Saturday was a visitation day which meant Consuelo was ecstatic and Leo was fucking bummed.

Per custody orders, Theo and Zoe got to come over every other weekend. Nikolai didn't demand to see Leo, so he got to come and go as he pleased, meaning he hadn't been to his dad's house since Christmas four years prior.

Consuelo opened the blinds in Leo's room and beamed at her sleeping son, hands on her hips. When all her children were in the house, nothing could bring her down. He, to no shock, did not wake up. She rolled her eyes and leaned over to shake his shoulder. "Mijo — its nine already. They're gonna be here in an hour."

Leo stirred with a grunt. "An hour?" He said, meaning 'That's forever, why can't I keep sleeping?'

"Get up! If you're showered and downstairs by 9:30, JoJo can spend the night." Consuelo countered, glancing around his dirty room and pointedly ignoring the bong poorly hidden under a t-shirt.
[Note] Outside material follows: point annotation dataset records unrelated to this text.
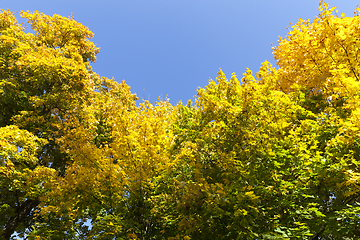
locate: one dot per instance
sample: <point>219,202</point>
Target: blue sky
<point>173,47</point>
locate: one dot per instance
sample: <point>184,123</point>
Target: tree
<point>270,156</point>
<point>44,77</point>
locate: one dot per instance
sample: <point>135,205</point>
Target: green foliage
<point>270,156</point>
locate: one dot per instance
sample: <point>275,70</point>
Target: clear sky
<point>173,47</point>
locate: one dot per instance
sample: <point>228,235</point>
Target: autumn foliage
<point>274,155</point>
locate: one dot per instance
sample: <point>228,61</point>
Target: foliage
<point>274,155</point>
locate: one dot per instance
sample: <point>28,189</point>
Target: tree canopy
<point>274,155</point>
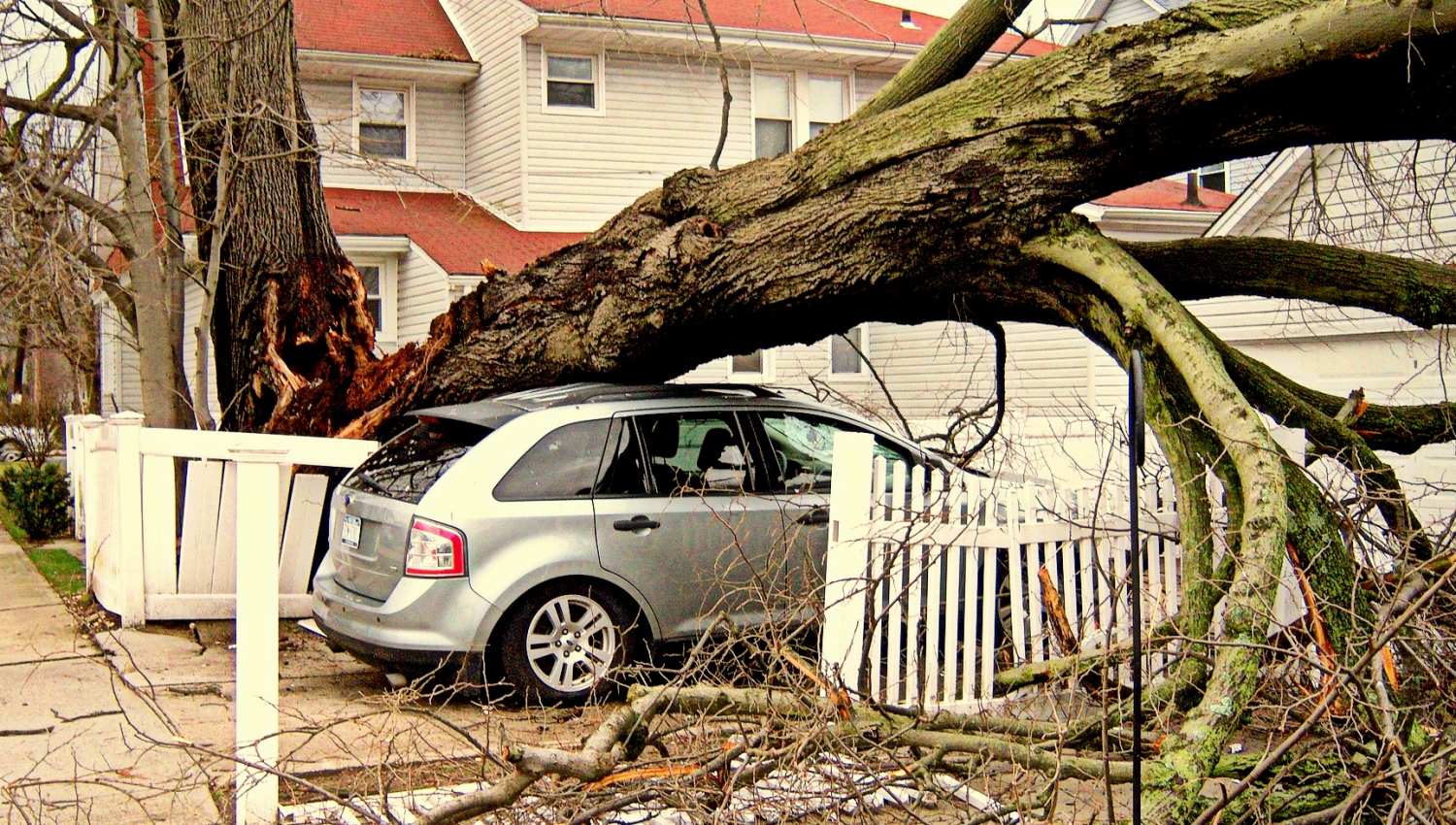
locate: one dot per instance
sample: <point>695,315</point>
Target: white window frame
<point>599,70</point>
<point>763,378</point>
<point>410,116</point>
<point>387,293</point>
<point>800,92</point>
<point>864,355</point>
<point>1208,169</point>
She was forever using JoJo as bait to get Leo to do things, and it was forever working.

"Showers are for losers." He replied under his breath, shielding his eyes from the sun before shooing her out of his room so she didn't have to see him get out of bed in his underwear. Not only was it embarrassing, but his knobby knees and thin legs would only serve as fuel for her to guilt him into eating more throughout the rest of the day. She closed the door on her way out, saying something about breakfast, and Leo threw off the blankets, sorting through the little piles of dirty clothes and half-done homework sprawled around his floor for a towel.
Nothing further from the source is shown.